The official blog of the Lung Institute.
When faced with illnesses that disrupt our lives, it is helpful to know that you aren’t alone. Especially when well-known public figures or celebrities also suffer from these self-same conditions and illnesses. It would be helpful to identify with an individual in the limelight going through what you are facing day in and day out. Think Muhammad Ali and Michael J. Fox and Parkinson’s Disease. Halle Berry and type 2 diabetes. Montel Williams and multiple sclerosis. But what if you have chronic obstructive pulmonary disease (COPD)? Are there any celebrities with COPD?
COPD is an umbrella term used to describe people who have been diagnosed and show the signs and symptoms of emphysema and chronic bronchitis. With COPD, the individual’s lungs do not function properly. Over the years as this disease progresses, the lungs become more and more damaged and lose the ability to keep air moving freely. As a result, oxygen is not getting into the blood or the heart as it should. It comes as no surprise that less than optimal oxygen levels in the body place the sufferer at an increased risk for suffering from other medical conditions.

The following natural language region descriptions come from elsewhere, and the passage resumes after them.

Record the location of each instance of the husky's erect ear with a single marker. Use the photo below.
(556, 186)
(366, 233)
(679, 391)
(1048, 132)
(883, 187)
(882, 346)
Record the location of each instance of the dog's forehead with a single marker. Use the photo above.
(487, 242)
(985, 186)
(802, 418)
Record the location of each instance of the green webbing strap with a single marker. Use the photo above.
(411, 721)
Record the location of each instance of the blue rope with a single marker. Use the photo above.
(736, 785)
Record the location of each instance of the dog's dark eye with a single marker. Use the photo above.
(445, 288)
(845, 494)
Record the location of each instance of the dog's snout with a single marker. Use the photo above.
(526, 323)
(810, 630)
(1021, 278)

Whether you are an average Joe or an A-list celebrity with COPD, sufferers experience the same symptoms, which can be an ongoing cough, increased mucus production, shortness of breath, wheezing and fatigue. Unfortunately, according to the American Lung Association(ALA), more than 12 million Americans have been diagnosed with COPDand another 12 million likely have the condition but are unaware or choose to ignore their symptoms.
What causes COPD? The number one factor in a person developing this progressive disease is—you guessed it—smoking. And number two is environmental/occupational hazards. From dust to chemicals to fumes, all can prompt the development of COPD.
Celebrities with COPD
From sports to Hollywood to Broadway, the following celebrities have publicly announced that they have/had been diagnosed with COPD.

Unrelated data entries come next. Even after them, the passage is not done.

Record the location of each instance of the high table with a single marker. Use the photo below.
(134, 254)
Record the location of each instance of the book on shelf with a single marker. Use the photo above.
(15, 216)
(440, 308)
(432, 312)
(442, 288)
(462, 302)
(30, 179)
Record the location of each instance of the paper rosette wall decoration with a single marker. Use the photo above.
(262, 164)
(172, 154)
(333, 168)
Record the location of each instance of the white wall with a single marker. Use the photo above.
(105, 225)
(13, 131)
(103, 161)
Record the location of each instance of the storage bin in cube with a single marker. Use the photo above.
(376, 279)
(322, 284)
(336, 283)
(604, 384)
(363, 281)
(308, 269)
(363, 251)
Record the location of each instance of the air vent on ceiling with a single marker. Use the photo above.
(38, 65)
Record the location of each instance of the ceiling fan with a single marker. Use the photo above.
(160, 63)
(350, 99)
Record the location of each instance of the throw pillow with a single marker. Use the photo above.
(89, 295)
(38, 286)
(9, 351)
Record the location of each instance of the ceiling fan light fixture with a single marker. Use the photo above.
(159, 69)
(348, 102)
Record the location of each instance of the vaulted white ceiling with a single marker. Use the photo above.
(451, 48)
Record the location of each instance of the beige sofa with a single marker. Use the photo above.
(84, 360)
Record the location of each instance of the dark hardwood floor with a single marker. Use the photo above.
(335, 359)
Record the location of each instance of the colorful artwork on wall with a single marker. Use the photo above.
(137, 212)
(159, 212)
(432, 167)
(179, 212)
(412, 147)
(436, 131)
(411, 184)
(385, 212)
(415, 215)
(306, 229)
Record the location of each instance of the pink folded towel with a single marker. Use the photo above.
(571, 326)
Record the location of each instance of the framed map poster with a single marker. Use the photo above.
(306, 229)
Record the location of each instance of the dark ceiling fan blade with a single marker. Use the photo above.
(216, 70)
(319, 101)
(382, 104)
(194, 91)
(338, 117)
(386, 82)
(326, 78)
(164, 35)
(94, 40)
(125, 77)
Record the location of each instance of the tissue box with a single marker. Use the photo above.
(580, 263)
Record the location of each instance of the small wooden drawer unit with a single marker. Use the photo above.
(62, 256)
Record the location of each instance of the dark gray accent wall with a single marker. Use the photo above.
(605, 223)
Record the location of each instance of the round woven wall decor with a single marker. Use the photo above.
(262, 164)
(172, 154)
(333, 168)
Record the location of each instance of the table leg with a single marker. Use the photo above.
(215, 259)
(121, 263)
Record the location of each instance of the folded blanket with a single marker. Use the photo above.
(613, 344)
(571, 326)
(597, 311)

Actress Loni Anderson, famous for her stint in the TV sitcom “WKRP in Cincinnati” in the late 1970s, does not have COPD herself. However, she knows all too well about the disease as both her parents, who were habitual smokers, suffered from chronic bronchitis and her dad also had emphysema. Instead of following in her parents’ footsteps, Anderson decided to take a different approach and became a celebrity spokesperson for the National Lung Health Education Program and helps to raise awareness about the disease.
Best known as the composer of “West Side Story,” Leonard Bernstein was a lifelong smoker who as a result was diagnosed with COPD. Unfortunately, the progressive lung disease caused his heart attack and he died at the age of 72.
Johnny Carson, the iconic host of the “Tonight Show,” actually kept an ashtray on his set desk and one available for any guests who smoked to use. Carson took up smoking cigarettes while in military service during World War II. At 79, he died of emphysema.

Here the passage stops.